Interconnect topology

If you need more than 8 GPUs, interconnect becomes critical. Questions to ask:

  • Within a node: Is NVLink available between all GPUs, or only in pairs? Full NVLink mesh vs. partial connectivity dramatically affects tensor parallelism performance.
  • Between nodes: Is InfiniBand available? What generation (HDR, NDR, NDR400)? Or are nodes connected via ethernet? For distributed training, this is often the bottleneck.
  • Network isolation: Is your inter-node traffic competing with other tenants, or do you have dedicated bandwidth?
Many providers advertise GPU specs but are vague about interconnect. For training workloads, the network is as important as the GPU.

Actual availability

"Available" on a pricing page and "available right now for your configuration" are different things. Check:

  • Can you actually provision the GPU type and count you need today?
  • What's the lead time for larger configurations?
  • Are instances preemptible/spot, or guaranteed?
  • What's the provider's track record on uptime?
The cheapest provider isn't cheap if you can't get instances when you need them.

Support quality

GPU infrastructure is complex. Things break — NVIDIA drivers have issues, InfiniBand links flap, NCCL hangs during distributed training. When they do, you need someone who understands the stack, not a generic support ticket system.

Ask about:

  • Response time SLAs
  • Whether support engineers have GPU infrastructure experience
  • Access to direct communication channels (not just ticketing)

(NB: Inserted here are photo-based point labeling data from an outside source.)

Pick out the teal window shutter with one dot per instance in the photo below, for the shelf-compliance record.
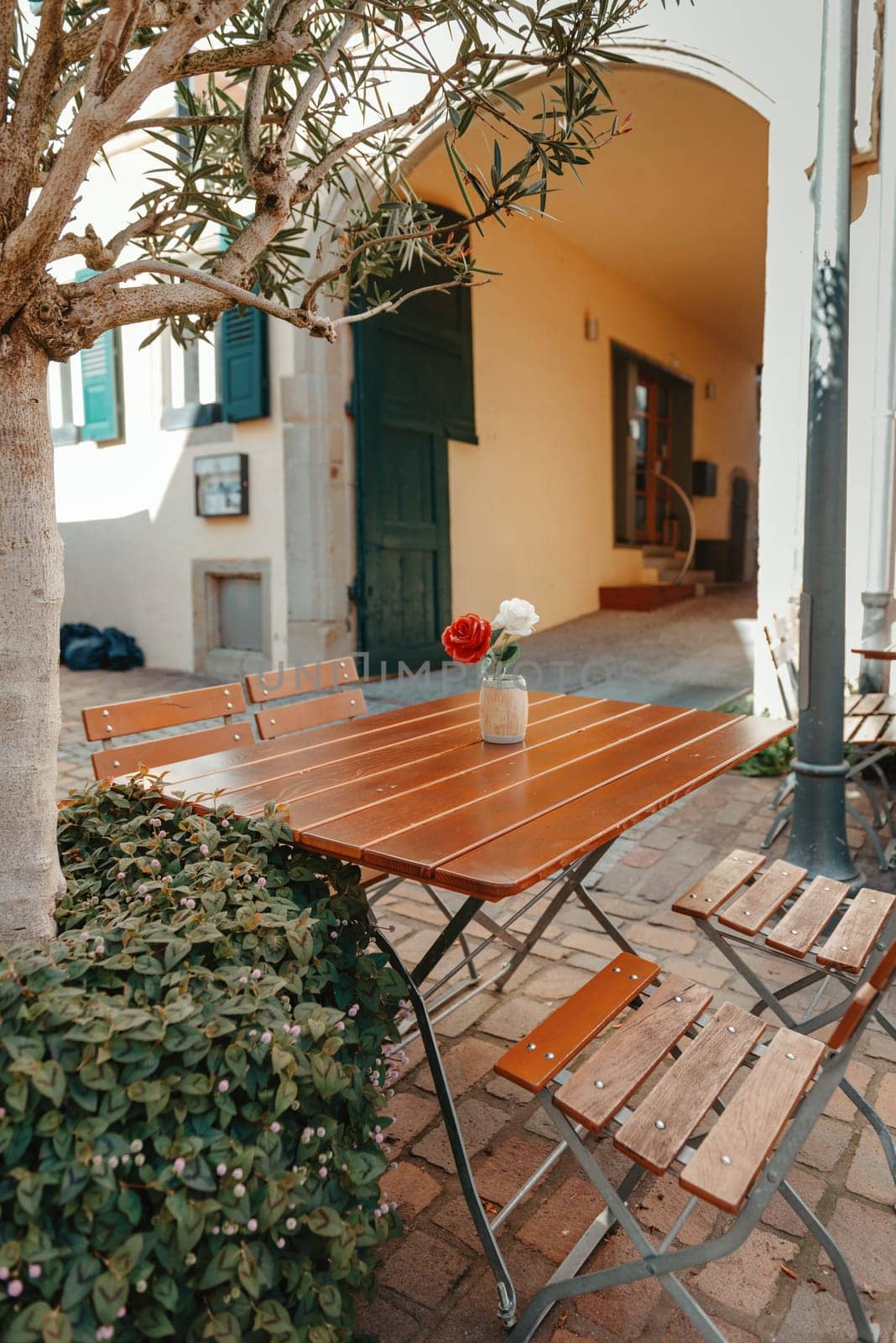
(101, 384)
(243, 353)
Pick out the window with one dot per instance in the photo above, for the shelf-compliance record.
(60, 395)
(190, 380)
(223, 376)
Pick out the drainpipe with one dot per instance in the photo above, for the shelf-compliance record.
(879, 577)
(819, 830)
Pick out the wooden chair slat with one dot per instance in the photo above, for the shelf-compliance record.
(309, 713)
(864, 998)
(667, 1118)
(732, 1152)
(544, 1052)
(869, 704)
(163, 711)
(853, 938)
(851, 727)
(719, 886)
(806, 917)
(185, 745)
(607, 1080)
(287, 682)
(869, 729)
(759, 901)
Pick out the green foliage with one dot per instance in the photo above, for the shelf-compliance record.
(192, 1076)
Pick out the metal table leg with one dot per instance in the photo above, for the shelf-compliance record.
(503, 1282)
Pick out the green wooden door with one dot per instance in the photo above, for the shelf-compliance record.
(412, 391)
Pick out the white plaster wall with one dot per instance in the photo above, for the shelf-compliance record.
(127, 510)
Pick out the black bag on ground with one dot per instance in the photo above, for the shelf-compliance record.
(83, 648)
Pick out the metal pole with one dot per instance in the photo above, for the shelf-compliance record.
(819, 832)
(879, 579)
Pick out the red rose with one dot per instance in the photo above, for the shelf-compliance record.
(467, 638)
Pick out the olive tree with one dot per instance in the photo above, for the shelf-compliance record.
(278, 183)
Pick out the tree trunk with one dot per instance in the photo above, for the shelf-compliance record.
(31, 586)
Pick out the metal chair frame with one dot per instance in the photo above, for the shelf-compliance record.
(727, 940)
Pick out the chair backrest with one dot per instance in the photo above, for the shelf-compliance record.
(862, 1001)
(340, 677)
(107, 722)
(782, 637)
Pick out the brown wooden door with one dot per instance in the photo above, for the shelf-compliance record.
(651, 430)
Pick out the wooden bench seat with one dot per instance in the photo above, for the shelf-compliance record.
(129, 718)
(687, 1058)
(805, 927)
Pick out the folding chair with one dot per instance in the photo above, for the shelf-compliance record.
(868, 732)
(107, 722)
(826, 928)
(338, 698)
(735, 1163)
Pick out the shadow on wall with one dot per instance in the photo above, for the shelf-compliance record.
(109, 579)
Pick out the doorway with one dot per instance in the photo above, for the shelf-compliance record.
(414, 389)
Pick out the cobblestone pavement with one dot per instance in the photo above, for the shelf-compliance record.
(777, 1288)
(435, 1283)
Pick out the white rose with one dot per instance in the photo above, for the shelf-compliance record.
(517, 617)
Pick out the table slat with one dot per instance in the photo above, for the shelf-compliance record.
(514, 861)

Data location and compliance

For regulated industries or international teams, where your data physically resides matters. Understand:

  • Which datacenter(s) will your instances run in?
  • Does the provider offer data residency guarantees?
  • Are there compliance certifications (SOC 2, ISO 27001, etc.)?

Contract flexibility

The GPU cloud market is moving fast. Hardware generations turn over every 12-18 months. Locking into a rigid multi-year contract on current-gen hardware may not serve you well.

Look for providers that offer:

  • Flexible terms (month-to-month or quarterly, not just annual)
  • Hardware upgrade paths as new generations ship
  • The ability to scale up or down without penalty

The bottom line

Price per GPU-hour is table stakes. The providers worth working with differentiate on bare metal performance, interconnect quality, actual availability, and support expertise. Those factors compound over time and determine whether your infrastructure accelerates your AI work or becomes a constant source of friction.